Le nazioni maggiormente virtuose rimangono Svizzera, Norvegia e Islanda, mantenendo il loro posto in cima alla lista. Al fondo invece, ci sono Sud Sudan, Ciad e Niger. Inoltre, sempre seguendo il rapporto ONU, mentre alcuni paesi avevano iniziato a riprendersi dalla pandemia, è esplosa la guerra in Ucraina, che con le sue conseguenze sta rendendo ancora più difficile la situazione. “Abbiamo avuto disastri e conflitti in precedenza. Ma la confluenza di ciò che stiamo affrontando in questo momento è una grave battuta d’arresto per lo sviluppo umano.
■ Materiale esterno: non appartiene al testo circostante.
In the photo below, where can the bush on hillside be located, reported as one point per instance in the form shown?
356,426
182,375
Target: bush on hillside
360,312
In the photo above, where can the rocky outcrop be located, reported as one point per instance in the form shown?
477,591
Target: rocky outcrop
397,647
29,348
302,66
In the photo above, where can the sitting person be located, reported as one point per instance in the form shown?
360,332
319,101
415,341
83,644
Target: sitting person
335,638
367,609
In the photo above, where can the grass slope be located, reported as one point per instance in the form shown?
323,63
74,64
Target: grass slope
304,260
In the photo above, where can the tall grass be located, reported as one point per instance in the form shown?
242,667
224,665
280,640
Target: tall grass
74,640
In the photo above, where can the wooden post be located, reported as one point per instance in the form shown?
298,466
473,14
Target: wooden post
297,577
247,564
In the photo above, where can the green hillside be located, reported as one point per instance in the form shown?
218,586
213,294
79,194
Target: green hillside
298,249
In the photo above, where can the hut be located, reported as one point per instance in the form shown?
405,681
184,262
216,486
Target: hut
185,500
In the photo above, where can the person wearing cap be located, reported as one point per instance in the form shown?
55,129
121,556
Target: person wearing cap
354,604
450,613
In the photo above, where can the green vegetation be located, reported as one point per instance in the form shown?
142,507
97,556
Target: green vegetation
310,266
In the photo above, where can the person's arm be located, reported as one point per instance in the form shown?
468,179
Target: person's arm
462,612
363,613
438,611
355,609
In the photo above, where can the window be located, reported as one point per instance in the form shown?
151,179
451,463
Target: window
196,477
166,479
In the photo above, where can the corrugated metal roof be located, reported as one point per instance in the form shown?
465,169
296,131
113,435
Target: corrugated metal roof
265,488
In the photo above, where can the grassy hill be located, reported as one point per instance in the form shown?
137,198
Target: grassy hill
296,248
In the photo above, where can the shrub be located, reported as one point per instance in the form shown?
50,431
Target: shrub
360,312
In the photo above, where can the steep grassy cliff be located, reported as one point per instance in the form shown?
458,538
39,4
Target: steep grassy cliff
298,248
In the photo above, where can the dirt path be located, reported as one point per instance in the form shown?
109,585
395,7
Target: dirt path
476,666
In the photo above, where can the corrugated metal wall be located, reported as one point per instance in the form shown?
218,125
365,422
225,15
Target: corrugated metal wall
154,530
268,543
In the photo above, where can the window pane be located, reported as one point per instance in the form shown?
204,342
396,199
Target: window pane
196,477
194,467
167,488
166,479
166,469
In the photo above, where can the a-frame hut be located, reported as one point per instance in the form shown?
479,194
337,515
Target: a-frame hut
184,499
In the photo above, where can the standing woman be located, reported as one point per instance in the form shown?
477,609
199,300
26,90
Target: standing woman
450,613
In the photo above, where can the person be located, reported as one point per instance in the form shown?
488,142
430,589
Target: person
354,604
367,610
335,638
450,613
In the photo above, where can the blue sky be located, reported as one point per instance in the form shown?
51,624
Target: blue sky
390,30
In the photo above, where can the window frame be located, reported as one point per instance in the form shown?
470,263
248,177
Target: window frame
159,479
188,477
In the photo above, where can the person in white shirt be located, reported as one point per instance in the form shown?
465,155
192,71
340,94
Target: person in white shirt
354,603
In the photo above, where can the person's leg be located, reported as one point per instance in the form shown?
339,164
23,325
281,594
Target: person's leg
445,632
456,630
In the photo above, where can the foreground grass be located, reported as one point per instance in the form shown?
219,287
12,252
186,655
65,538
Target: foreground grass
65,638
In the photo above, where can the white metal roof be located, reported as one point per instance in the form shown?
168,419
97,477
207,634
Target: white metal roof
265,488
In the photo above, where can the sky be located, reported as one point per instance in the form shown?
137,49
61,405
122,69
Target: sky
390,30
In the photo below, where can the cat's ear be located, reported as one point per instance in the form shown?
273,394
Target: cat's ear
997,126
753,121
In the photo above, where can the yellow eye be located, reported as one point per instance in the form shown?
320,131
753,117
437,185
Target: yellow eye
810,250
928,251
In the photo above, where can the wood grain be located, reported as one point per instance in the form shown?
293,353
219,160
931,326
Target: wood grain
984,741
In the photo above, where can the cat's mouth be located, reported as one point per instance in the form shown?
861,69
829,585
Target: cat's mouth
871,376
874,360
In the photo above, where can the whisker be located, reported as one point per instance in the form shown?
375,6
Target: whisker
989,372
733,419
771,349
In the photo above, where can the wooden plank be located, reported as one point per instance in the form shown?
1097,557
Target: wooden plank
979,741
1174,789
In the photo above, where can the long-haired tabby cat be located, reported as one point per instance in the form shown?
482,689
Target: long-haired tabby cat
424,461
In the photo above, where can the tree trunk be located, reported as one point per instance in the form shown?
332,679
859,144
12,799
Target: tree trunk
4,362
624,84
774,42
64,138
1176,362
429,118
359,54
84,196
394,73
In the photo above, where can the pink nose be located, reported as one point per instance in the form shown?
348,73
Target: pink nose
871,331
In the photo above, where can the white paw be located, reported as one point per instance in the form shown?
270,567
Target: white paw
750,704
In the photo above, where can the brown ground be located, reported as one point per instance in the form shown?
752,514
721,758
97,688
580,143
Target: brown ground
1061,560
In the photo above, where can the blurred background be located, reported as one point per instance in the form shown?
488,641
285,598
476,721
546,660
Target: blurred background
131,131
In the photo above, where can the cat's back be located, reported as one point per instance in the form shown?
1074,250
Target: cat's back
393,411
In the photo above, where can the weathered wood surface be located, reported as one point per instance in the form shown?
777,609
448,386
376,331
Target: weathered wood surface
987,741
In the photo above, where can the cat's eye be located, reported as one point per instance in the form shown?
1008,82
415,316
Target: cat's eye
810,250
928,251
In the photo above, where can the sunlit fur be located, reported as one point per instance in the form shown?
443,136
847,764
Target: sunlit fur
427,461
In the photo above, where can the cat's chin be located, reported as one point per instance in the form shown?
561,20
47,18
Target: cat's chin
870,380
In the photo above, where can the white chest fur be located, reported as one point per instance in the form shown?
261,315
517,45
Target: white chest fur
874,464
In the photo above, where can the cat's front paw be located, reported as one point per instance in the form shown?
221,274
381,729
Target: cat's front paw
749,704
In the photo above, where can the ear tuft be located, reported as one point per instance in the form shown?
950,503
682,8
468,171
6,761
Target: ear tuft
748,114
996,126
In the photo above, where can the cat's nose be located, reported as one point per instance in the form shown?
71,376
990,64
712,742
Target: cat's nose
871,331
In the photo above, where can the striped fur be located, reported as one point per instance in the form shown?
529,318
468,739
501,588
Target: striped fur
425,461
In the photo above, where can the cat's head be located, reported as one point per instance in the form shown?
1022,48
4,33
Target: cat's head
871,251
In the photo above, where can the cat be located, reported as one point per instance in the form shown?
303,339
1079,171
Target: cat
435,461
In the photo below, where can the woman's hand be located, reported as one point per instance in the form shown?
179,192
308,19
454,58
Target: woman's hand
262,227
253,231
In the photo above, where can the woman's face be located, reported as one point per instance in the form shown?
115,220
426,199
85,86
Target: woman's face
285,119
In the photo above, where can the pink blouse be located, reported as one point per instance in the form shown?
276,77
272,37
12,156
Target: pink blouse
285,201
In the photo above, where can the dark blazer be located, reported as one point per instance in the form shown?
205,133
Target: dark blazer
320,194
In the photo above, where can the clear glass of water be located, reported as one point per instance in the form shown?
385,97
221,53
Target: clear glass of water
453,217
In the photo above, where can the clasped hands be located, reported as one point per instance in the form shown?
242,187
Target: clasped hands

Senza alcun dubbio, le prospettive per il 2022 sono cupe” – ha affermato ancora Steiner. 

Secondo il rapporto, è inoltre diminuita l’aspettativa di vita di quasi 2 anni, passata da 73 ani nel 2019, a 71,4 nel 2021. Altro fattori evidenziati sono stati il cambiamento climatico, la globalizzazione e la polarizzazione politica, fattori che hanno caratterizzato una forte crescita di insicurezza a livello globale. Secondo l’ONU sono tre le trasformazioni urgenti necessarie per il futuro: riduzione delle emissioni di CO2, meno disuguaglianza e maggiore sostenibilità. (Qui il rapporto integrale dell’ONU).